Lewis, who represents parts of Denver on RTD’s board, has long argued the district needs to have a difficult conversation with stakeholders up north about the train's progress. As RTD navigates a financial crisis amid the COVID-19 pandemic, it nearly had to layoff drivers and operators to make ends meet.

She was among several board members who had suggested the agency stop saving for the Longmont train and use that funding to temporarily offset budget challenges.

“I don’t think it’s a conversation about stepping away from (the train),” she said. “I think the conversation needs to be a needs-assessment.

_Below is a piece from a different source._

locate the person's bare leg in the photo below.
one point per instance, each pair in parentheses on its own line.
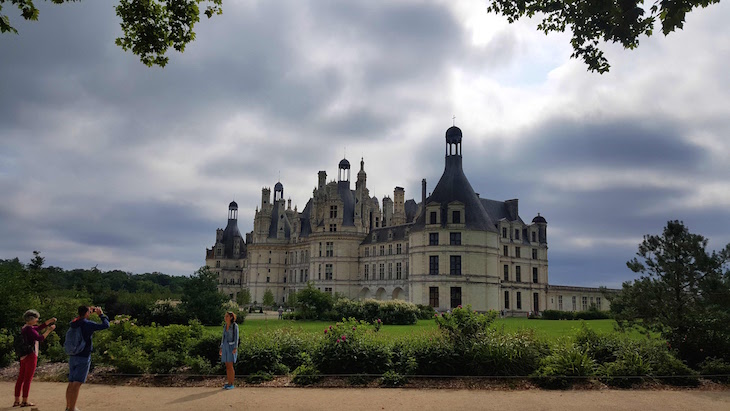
(71,397)
(230,373)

What do the folks in Longmont and Boulder need and how might we be able to offer that collaboratively.”

RELATED: New RTD boss questions wisdom of long-promised Boulder train

RELATED: RTD approves budget with layoffs, salary cuts

Johnson, months into the job, seemed open to that approach.

“Specific to the Northwest Rail Line, I am keenly aware of the commitment made and the fact that there is no viable funding to complete the project at this juncture,” she wrote in a statement responding to the letter from Polis. “That being said, I am open to having an open and transparent dialogue with community partners on exploring ideas on serving our customers in the northwest area.”

When asked how he expects the agency, currently cash-strapped, to fund the train and have it completed by his ambitious deadline, Polis suggested the agency use funding from recent stimulus packages.

“We invite the new leadership of RTD to be creative in considering different options to fulfill their promise to the voters, including identifying how to optimize return on investment with cost-effective delivery methods, selling off non-productive assets, and restructuring debt,” Polis spokesman Conor Cahill wrote in a statement.

“We would welcome a solutions-oriented conversation on how RTD plans to fulfill their binding legal obligation to the voters - instead of saying they don’t have to — and acknowledging that there’s a problem would be a good start.”